I had to have one of my kids do the Fire level on Katamari Damasi, and on Riven – I just could NOT get the timing right. I think they do that to keep the old fogeys out, which is silly, because the old fogeys have money.
I don’t know other parents who played Myst the way we did, staying up late when we were into it (homeschooling gives you such lovely freedom).
If I ever want a shooter game, I’ll buy one. Right now I’m trying to teach my brain to do the mental gymnastics in Portal. I’m dreadful. When I have time.

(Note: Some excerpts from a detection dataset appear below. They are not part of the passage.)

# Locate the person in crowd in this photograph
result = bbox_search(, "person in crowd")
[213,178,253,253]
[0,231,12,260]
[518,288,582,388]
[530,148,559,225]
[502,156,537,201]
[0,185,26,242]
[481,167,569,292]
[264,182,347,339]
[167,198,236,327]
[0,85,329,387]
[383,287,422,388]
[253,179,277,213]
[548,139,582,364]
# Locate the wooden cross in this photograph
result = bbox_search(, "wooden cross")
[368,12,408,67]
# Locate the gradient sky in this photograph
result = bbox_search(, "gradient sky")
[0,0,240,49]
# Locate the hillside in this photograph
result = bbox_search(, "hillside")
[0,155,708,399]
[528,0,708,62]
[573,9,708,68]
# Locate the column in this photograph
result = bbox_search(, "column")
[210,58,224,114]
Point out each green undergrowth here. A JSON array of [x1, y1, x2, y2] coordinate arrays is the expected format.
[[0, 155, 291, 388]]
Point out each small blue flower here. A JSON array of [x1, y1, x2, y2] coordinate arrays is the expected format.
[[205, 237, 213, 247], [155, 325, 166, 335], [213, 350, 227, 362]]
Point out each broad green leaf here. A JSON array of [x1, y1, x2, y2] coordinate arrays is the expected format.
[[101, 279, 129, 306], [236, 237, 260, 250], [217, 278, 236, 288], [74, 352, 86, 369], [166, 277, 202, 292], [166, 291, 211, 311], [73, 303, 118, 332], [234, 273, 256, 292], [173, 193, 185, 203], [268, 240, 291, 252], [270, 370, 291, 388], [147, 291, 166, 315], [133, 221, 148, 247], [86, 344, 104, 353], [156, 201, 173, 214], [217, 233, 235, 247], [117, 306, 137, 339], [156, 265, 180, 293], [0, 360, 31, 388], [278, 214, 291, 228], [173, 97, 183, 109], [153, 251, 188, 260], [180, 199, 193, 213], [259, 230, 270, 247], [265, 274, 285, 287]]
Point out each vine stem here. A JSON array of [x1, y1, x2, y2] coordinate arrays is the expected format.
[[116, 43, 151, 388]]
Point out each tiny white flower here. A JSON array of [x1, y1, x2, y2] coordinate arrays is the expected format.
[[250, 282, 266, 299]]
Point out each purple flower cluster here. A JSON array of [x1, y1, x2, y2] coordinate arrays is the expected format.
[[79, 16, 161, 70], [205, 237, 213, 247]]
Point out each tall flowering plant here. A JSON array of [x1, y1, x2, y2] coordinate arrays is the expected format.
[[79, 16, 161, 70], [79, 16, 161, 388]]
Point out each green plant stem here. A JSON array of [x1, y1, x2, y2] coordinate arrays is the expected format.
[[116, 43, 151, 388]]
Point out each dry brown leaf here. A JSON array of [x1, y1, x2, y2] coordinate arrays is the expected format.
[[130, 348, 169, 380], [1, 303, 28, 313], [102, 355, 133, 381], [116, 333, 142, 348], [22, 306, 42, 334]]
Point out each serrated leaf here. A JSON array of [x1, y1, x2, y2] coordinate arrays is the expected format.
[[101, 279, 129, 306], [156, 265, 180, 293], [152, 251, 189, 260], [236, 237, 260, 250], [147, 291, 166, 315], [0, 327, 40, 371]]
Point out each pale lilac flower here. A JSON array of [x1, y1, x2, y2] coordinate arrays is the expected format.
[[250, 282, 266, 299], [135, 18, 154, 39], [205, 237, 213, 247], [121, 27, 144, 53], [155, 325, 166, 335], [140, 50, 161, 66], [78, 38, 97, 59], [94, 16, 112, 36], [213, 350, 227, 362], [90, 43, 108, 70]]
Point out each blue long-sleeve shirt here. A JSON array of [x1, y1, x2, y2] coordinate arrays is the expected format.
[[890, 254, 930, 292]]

I have a similar peeve. In Dreamfall (sequel to The Longest Journey, a great Adventure Game), they added quicktime events, a game mechanic EVERYONE hates, but most of all the older crowd who couldn’t finish the damned thing because of one bit where they had to run through a tool shed and hit all the right marks at the right time or otherwise be killed by the robot girls chasing after your character. It was so difficult (and the only scene like that too, which made all the more jarring to normal gameplay) that savegames started floating around so people could download a save after that ill-concieved part of the game so they could finish it. In a game genre that’s main audience is the elderly crowd, it was particularly stupid to add that kind of “twitch” crap in.

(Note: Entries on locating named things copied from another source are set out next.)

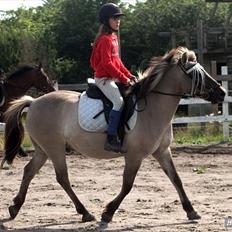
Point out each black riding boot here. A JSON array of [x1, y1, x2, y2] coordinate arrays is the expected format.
[[104, 110, 121, 152]]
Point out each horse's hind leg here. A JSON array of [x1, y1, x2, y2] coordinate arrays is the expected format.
[[49, 147, 95, 222], [101, 158, 141, 223], [153, 148, 201, 220], [9, 145, 47, 219]]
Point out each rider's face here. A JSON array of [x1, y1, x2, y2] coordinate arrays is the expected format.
[[109, 17, 120, 31]]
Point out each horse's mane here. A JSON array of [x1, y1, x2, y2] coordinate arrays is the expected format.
[[135, 47, 196, 98], [6, 64, 35, 80]]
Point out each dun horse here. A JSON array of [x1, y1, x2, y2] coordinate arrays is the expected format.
[[2, 47, 225, 222], [0, 64, 55, 155]]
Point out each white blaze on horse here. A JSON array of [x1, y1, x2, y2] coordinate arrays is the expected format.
[[2, 47, 225, 222]]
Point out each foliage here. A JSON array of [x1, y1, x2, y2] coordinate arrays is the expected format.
[[174, 122, 223, 144], [0, 0, 229, 83]]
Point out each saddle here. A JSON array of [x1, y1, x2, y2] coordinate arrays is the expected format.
[[86, 82, 135, 141]]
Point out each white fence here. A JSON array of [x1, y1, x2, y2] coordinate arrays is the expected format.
[[173, 81, 232, 141]]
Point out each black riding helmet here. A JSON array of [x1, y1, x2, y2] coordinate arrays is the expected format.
[[99, 3, 124, 25]]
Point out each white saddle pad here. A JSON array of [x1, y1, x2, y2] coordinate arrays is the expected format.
[[78, 92, 137, 132]]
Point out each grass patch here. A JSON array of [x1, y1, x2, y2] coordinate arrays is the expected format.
[[173, 122, 227, 144]]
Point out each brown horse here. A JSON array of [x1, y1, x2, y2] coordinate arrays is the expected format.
[[2, 47, 225, 225], [0, 64, 55, 156]]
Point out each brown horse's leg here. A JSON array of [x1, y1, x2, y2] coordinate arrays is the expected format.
[[9, 147, 47, 219], [51, 152, 95, 222], [101, 160, 141, 223], [153, 148, 201, 220]]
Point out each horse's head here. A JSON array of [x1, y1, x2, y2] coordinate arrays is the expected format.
[[178, 51, 226, 104], [34, 64, 56, 93]]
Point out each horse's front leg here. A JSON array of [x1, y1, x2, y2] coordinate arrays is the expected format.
[[153, 147, 201, 220], [101, 159, 141, 223]]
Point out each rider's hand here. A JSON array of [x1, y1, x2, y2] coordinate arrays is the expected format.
[[129, 76, 138, 86]]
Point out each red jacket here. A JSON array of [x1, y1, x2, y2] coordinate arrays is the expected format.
[[90, 34, 132, 84]]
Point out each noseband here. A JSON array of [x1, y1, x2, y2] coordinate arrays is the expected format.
[[178, 61, 220, 97]]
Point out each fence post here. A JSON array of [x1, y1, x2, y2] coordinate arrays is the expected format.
[[221, 69, 230, 142]]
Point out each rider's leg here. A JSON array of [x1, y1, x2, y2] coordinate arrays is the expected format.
[[95, 78, 124, 152]]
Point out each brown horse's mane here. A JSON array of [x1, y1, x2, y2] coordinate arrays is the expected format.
[[135, 47, 196, 99], [6, 64, 35, 80]]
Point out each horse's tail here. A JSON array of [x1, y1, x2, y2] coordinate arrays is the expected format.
[[1, 96, 35, 168]]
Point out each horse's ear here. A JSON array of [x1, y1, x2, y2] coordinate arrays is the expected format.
[[38, 62, 43, 70], [181, 52, 188, 64]]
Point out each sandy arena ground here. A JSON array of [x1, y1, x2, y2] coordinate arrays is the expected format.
[[0, 144, 232, 232]]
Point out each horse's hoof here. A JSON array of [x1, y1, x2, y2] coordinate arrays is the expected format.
[[9, 205, 19, 219], [82, 213, 96, 222], [187, 211, 201, 220], [101, 212, 113, 223]]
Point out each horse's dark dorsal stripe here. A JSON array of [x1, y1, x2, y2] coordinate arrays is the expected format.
[[7, 65, 34, 80]]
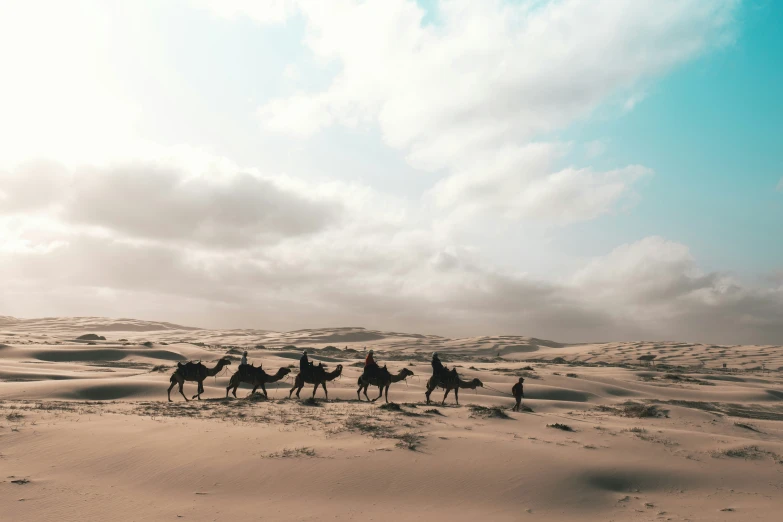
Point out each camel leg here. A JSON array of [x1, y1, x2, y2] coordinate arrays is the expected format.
[[192, 381, 204, 400], [179, 380, 188, 402]]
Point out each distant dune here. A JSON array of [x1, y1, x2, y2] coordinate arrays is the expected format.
[[0, 317, 783, 521]]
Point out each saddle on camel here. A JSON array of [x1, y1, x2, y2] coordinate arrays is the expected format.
[[362, 350, 389, 379], [424, 353, 484, 404]]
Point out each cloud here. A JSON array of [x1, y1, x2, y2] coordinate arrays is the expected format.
[[432, 143, 652, 224], [0, 154, 355, 248], [585, 140, 607, 159], [247, 0, 737, 223], [0, 212, 783, 343]]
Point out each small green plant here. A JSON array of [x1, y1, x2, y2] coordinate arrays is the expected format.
[[470, 404, 511, 419], [734, 422, 761, 433], [622, 402, 663, 419], [546, 422, 574, 431]]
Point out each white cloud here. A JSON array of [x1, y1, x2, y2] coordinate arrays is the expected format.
[[623, 92, 647, 112], [191, 0, 296, 25], [247, 0, 737, 222], [585, 140, 608, 159], [432, 143, 651, 224]]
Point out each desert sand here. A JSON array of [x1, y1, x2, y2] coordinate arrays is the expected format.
[[0, 317, 783, 521]]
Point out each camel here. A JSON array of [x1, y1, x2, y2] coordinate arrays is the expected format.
[[288, 364, 343, 400], [356, 366, 413, 403], [226, 365, 291, 399], [639, 353, 658, 366], [168, 357, 231, 402], [425, 374, 484, 405]]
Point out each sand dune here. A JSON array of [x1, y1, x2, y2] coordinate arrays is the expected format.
[[0, 317, 783, 520]]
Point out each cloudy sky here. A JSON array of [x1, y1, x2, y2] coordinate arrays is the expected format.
[[0, 0, 783, 344]]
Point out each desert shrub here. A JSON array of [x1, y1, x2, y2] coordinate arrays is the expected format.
[[622, 402, 663, 419], [470, 404, 511, 419], [734, 422, 761, 433]]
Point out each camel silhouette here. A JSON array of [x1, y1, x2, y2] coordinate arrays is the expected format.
[[288, 364, 343, 400], [356, 366, 413, 403], [226, 364, 291, 399], [168, 357, 231, 402], [424, 374, 484, 404]]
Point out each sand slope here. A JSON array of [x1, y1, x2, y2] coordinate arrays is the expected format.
[[0, 317, 783, 521]]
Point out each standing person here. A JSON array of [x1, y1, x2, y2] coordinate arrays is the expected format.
[[511, 377, 525, 411], [299, 350, 310, 377]]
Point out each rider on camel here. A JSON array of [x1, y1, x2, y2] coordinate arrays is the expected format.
[[432, 352, 457, 380], [364, 350, 380, 377]]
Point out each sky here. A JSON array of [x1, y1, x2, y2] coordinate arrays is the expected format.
[[0, 0, 783, 344]]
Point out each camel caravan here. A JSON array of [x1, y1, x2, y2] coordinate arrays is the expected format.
[[168, 350, 524, 407]]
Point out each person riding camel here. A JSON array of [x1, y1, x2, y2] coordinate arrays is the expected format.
[[364, 350, 380, 377], [511, 377, 525, 411], [431, 352, 457, 379], [432, 352, 445, 375]]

I mod games so I can have the kind of experience I want, but I had so much trouble making a total pacifism mod for Morrowind due to game engine techiness. The engine was designed for hack-and-slash gameplay, so trying to get NPCs to surrender when subdued by non-lethal martial arts rather than attacking suicidally involved all sorts of added scripting that bugged out half the time. I’ve always shaken my head at AIs programmed to “surrender” by running away or falling to their knees, only to get back up and attack as soon they recover their stamina (but not their hitpoints, so it’s really bloody stupid). I really appreciate it when game designers include non-violent means to solve every quest.
I loved both Portal games. There’s a couple levels really bad for needing lightning reflexes though.